In the face of injustice, there are many figures one can blame, and to third year global development major Maria Weya, large corporations shoulder most of the responsibility.

“I think that many big companies are impacting the global climate. While some businesses are trying to minimize their carbon footprint, many others are making everything worse. The weather is getting less predictable, and I believe climate change is behind this,” Weya said. “We’re producing too many unnecessary things, and it’s not good for nature.”

From Cole’s perspective, silence about these issues is detrimental.

“Our silence in the face of injustice testifies against us,” Cole said. “We need not speak on everything everywhere, but if we speak on nothing nowhere, we’ve said all we need to say and bear the name in vain.”

To many people, including fifth year English major Joyce Baker, the individual’s potential impact on the climate is minimal relative to those of larger organizations, who are the real cause of this injustice.

“Climate change is an immense problem.
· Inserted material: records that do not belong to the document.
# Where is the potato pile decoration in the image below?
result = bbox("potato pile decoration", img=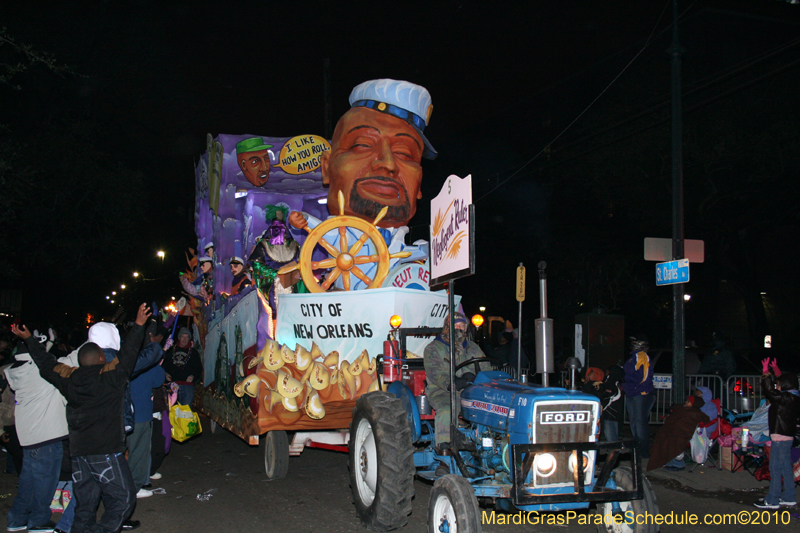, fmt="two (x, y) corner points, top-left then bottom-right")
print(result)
(234, 340), (380, 424)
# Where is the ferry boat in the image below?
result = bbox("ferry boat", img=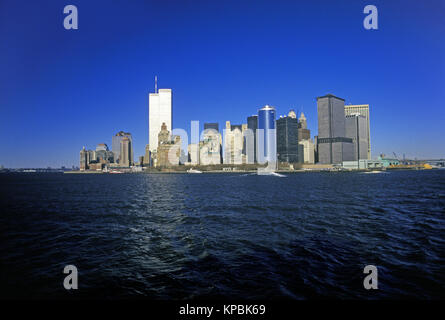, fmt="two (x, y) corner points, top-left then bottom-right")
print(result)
(187, 168), (202, 173)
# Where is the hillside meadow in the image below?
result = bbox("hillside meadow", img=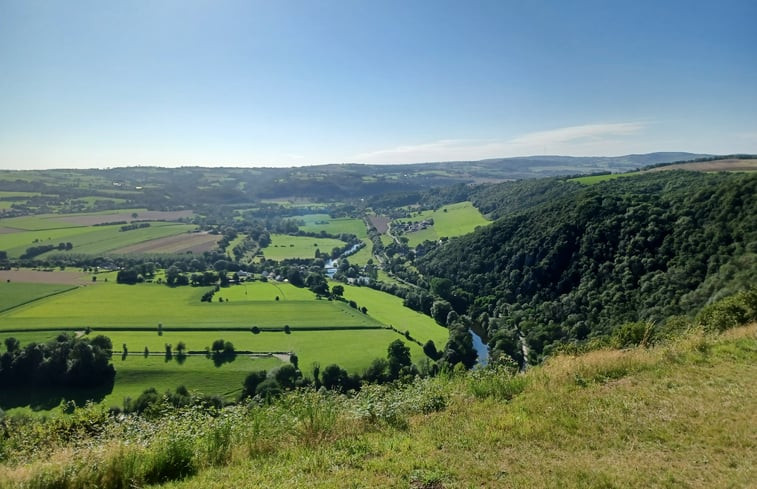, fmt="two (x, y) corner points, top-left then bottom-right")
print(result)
(263, 234), (347, 261)
(0, 283), (380, 331)
(401, 202), (489, 246)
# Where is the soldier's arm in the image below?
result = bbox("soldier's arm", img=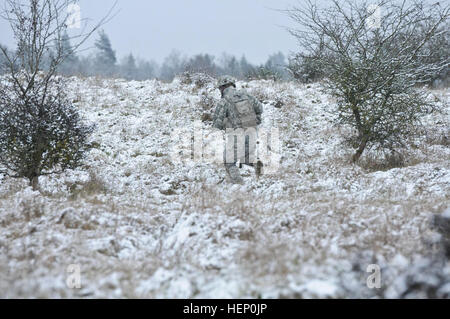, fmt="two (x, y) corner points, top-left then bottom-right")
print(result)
(213, 102), (227, 130)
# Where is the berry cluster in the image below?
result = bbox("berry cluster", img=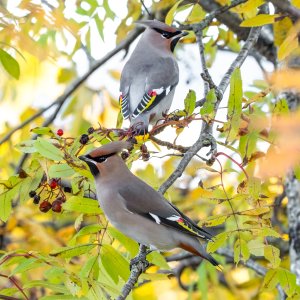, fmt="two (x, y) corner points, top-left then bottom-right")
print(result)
(29, 178), (71, 213)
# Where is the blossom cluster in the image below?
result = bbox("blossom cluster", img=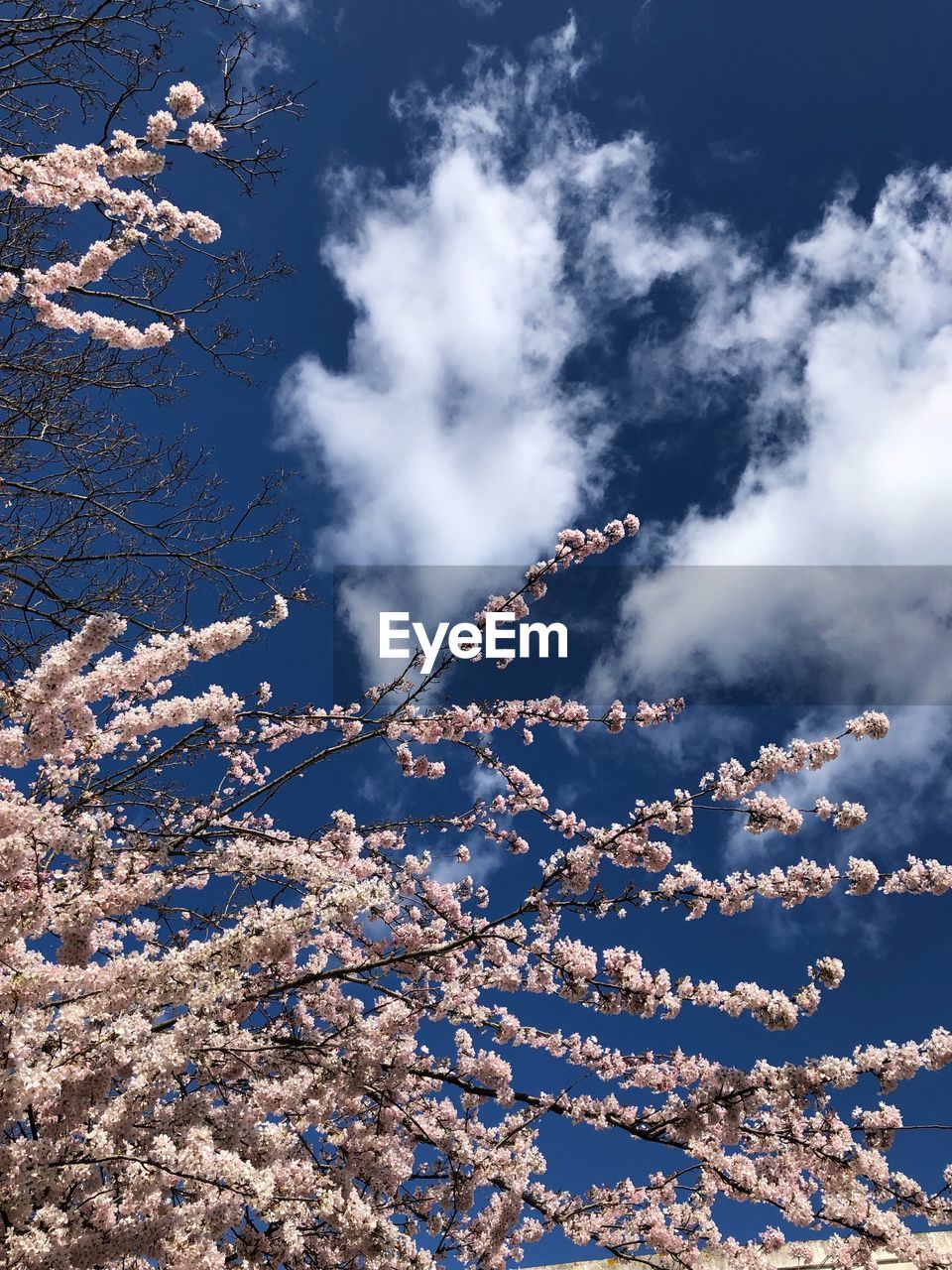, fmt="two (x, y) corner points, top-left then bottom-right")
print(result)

Not to sound like a Twitter user, but I believe it’s on the part of corporations for the most part,” Baker said. “Us regular people can try what we can, but aside from using public transportation, there’s not too much we can do.”

Others, such as third year psychology student Graysen Swanson, do not see climate change as an immediate risk or an immediate bringer of injustice.

“I don’t really have that big of an opinion on it. I know climate change is a problem but not at this moment,” Swanson said. “There are ways to possibly reduce waste, but I’m not sure if some of the solutions, like the proposed ban on gas cars, are good ideas.”

For students wishing to contribute more in the fight against climate injustice, Cole listed three primary steps that one should take.

“I would suggest three actions to students who want to do more. To talk more about it, to listen and learn about it and to become a witness and do something about it,” Cole said. “This can be small in your household, it could be to join the sustainability club or it can be something else.”